La route des migrants
Sa loyauté envers l’organisation djihadiste, son mutisme et ses mensonges devant les enquêteurs vont permettre à Abaaoud de peaufiner la suite de son plan dans les moindres détails. Dans les semaines qui suivent, entre le 30 août et le 3 octobre, l’essentiel des commandos des attentats du 13-Novembre et de Bruxelles – perpétrés par la même cellule le 22 mars 2016 – auront rejoint Abaaoud dans la capitale belge en suivant, comme lui, la route des migrants. La mécanique de la terreur est en train de se mettre en place. Un plan pensé à Rakka, élaboré au cœur de l’Europe, au nez et à la barbe des services de renseignement.
Le procès de l’attaque du Thalys, qui s’ouvre lundi 16 novembre pour cinq semaines, est le premier volet judiciaire d’une vague de terreur en trois actes, qui se prolongera dans la nuit noire du Bataclan et la réplique improvisée des attentats de Bruxelles. L’ombre d’Abaaoud, tué cinq jours après les attentats de Paris lors d’un assaut du RAID à Saint-Denis, planera sur les débats. Quatre de ses hommes seront jugés devant la cour d’assises spéciale, à Paris. Le principal accusé, Ayoub El-Khazzani, 31 ans, encourt la réclusion criminelle à perpétuité pour tentative d’assassinats en relation avec une entreprise terroriste.

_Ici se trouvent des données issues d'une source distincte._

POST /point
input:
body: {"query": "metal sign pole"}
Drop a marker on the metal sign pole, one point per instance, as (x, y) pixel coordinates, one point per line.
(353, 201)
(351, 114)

Un belge, principal inculpé
En l’absence du chef opérationnel de la cellule, un homme incarnera l’intrication logistique de cette vague d’attentats : Mohamed Bakkali, un Belge de 33 ans, sera jugé au procès du Thalys pour « complicité de tentative d’assassinats terroristes » pour avoir conduit, début août 2015, El-Khazzani (depuis Cologne) et Abaaoud (depuis Budapest) jusqu’à Bruxelles. Il est également renvoyé dans le procès des attentats du 13-Novembre pour avoir facilité le convoyage et l’hébergement de plusieurs commandos des attentats de Paris.
Ce procès racontera aussi une des particularités de cette cellule : la façon dont Abaaoud a recruté, dès l’hiver 2014, des migrants travaillant comme passeurs, afin d’exploiter la crise des réfugiés pour s’infiltrer en Europe avec ses hommes. Bilal Chatra, un Algérien de 24 ans, sera ainsi jugé pour « complicité de tentative d’assassinats terroristes » pour avoir servi d’éclaireur à Abaaoud et El-Khazzani à travers la route des Balkans, à l’été 2015. Redouane El Amrani Ezzerrifi, un passeur marocain de 28 ans, encourt, lui, vingt ans de réclusion pour « association de malfaiteurs terroriste criminelle ».